Lorsque Allemagne, France, Royaume-Uni, Belgique, Espagne, Luxembourg et Turquie décidèrent en 2003 de lancer le programme A400M, ce fut pour répondre à un besoin militaire impérieux. A défaut, leurs flottes d’avions de transport vieillissantes notamment à base de l’avion européen Transall auraient vu leurs capacités singulièrement obérées à moyen terme (en l’état de son parc, l’armée de l’air française était réduite pour sa part en 2015 à ne pouvoir projeter que 600 tonnes de fret à 8000km en cinq jours) et auraient dû pallier cette insuffisance soit par l’achat d’avions américains (C-130J Hercules ou GlobemasterIII), soit par la location d’avions étrangers gros porteurs (Tupolev ukrainiens notamment). Mais en arriver là signifiait une ruine de l’Europe de la défense aux conséquences politiques majeures.

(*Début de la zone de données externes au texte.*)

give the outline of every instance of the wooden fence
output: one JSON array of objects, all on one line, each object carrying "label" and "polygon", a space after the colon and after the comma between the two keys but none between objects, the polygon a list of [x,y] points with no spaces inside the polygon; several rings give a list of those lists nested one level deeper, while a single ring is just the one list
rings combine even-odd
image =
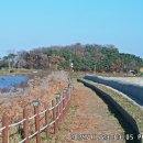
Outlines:
[{"label": "wooden fence", "polygon": [[[43,112],[38,111],[38,106],[34,107],[34,114],[28,117],[28,110],[23,110],[23,120],[20,122],[10,124],[10,119],[8,116],[2,118],[2,128],[0,128],[0,133],[2,135],[2,143],[10,143],[10,129],[13,127],[19,127],[22,124],[22,130],[24,132],[23,139],[19,143],[30,143],[30,140],[36,138],[36,143],[41,143],[41,132],[45,131],[46,139],[50,136],[50,129],[53,128],[54,133],[57,132],[59,122],[63,121],[65,114],[70,107],[70,97],[73,95],[73,85],[69,84],[62,94],[56,95],[56,99],[52,100],[52,107],[48,105]],[[44,114],[44,116],[43,116]],[[50,116],[52,114],[52,117]],[[44,117],[45,125],[41,128],[41,116]],[[34,120],[35,132],[30,133],[30,121]]]}]

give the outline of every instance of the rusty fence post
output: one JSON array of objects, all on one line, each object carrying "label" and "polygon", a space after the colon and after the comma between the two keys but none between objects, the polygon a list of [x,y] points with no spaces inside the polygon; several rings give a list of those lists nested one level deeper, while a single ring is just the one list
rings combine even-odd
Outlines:
[{"label": "rusty fence post", "polygon": [[55,102],[55,100],[52,100],[52,107],[54,107],[54,109],[53,109],[53,121],[55,121],[54,122],[54,133],[56,133],[57,132],[57,121],[56,121],[56,102]]},{"label": "rusty fence post", "polygon": [[35,132],[37,132],[36,134],[36,143],[41,143],[41,136],[40,136],[40,111],[38,111],[38,107],[34,107],[34,114],[36,114],[35,117]]},{"label": "rusty fence post", "polygon": [[6,127],[2,131],[2,143],[9,143],[9,117],[3,116],[2,127]]},{"label": "rusty fence post", "polygon": [[23,118],[25,119],[24,121],[24,138],[26,139],[24,141],[24,143],[29,143],[30,140],[29,140],[29,119],[28,119],[28,110],[24,108],[23,110]]},{"label": "rusty fence post", "polygon": [[48,135],[50,135],[50,111],[48,111],[48,105],[46,106],[46,112],[45,112],[45,123],[47,125],[46,128],[46,138],[48,139]]}]

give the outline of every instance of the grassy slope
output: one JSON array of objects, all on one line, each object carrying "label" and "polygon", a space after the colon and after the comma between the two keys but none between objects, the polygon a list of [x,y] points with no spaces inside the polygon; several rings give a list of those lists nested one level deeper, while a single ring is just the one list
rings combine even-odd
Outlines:
[{"label": "grassy slope", "polygon": [[122,97],[120,94],[107,88],[103,85],[100,85],[100,84],[97,84],[94,81],[89,81],[86,79],[82,79],[82,80],[96,86],[97,88],[101,89],[103,92],[110,95],[112,99],[114,99],[121,107],[123,107],[123,109],[125,109],[125,111],[129,114],[131,114],[133,117],[133,119],[138,123],[140,133],[143,134],[143,110],[139,106],[135,106],[132,101],[130,101],[125,97]]}]

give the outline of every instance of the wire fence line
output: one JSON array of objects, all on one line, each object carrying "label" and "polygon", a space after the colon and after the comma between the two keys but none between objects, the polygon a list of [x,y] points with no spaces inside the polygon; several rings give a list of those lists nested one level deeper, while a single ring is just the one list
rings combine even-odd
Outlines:
[{"label": "wire fence line", "polygon": [[[9,117],[2,117],[2,128],[0,128],[1,142],[10,143],[10,129],[22,125],[23,136],[18,143],[30,143],[30,140],[36,138],[36,143],[41,143],[40,133],[45,131],[46,139],[50,135],[50,129],[53,128],[54,133],[58,130],[58,122],[62,122],[70,107],[70,97],[73,95],[73,84],[69,82],[68,87],[64,88],[63,92],[58,94],[56,99],[52,100],[52,107],[48,105],[42,112],[38,111],[38,106],[34,107],[34,114],[28,118],[28,110],[23,110],[23,119],[16,123],[10,124]],[[51,116],[52,114],[52,116]],[[41,116],[44,119],[44,124],[41,128]],[[30,121],[34,120],[34,132],[30,133]]]}]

Afin de réapproprier un savoir-faire stratégique, EADS s’était alors vu confier en 2003 une commande de 20 milliards d’euros pour 180 appareils dont une première livraison en 2009, délai particulièrement court, car l’expérience a montré que la conception puis le lancement en production d’un avion militaire exigeait en général de l’ordre de 10 à 15 années. Les Etats financeurs et EADS couraient en conséquence un risque majeur, d’autant plus que cet avion n’existait que sur les tables à dessin et faisait appel à des technologies sophistiquées non encore maîtrisées, un nouveau turbopropulseur de 11000 chevaux régulé électroniquement, ou à des systèmes non encore mis au point pour la gestion des vols, le vol automatique en suivi de terrain, et la position de l’avion par rapport à un modèle numérique de terrain embarqué.
Le risque est malheureusement, mais c’était prévisible, devenu réalité. Ce nouvel avion, ce nouveau moteur, cette nouvelle avionique à un prix très bas sans programme d’évaluation des risques technologiques, et de surcroît avec une répartition de la charge de travail entre les pays au prorata de la valeur de la commande de chacun sans s’assurer que les compétences industrielles requises étaient au rendez-vous, se sont traduits par des retards et des surcoûts importants. En effet, le premier vol d’essai n’a eu lieu qu’en 2010. L’ouvrage a donc été non sans mal remis sur le métier. Après de longues et difficiles négociations entre EADS et les pays clients désirant l’un comme les autres réduire au maximum leur contribution au surcoût, négociations closes début mars 2010 sous la menace constante de la rupture et partant de l’abandon du programme, la première livraison fixée initialement en 2009 ne se produira qu’en 2013/2014, ce qui limitera considérablement les capacités de transport de nos flottes aériennes de transport pendant les 4 à 5 prochaines années. Par ailleurs le surcoût qui atteint 5,3 milliards d’euros, sera partagé à hauteur de 3,5 milliards d’euros pour les sept pays clients et 1,8 milliard d’euros pour EADS.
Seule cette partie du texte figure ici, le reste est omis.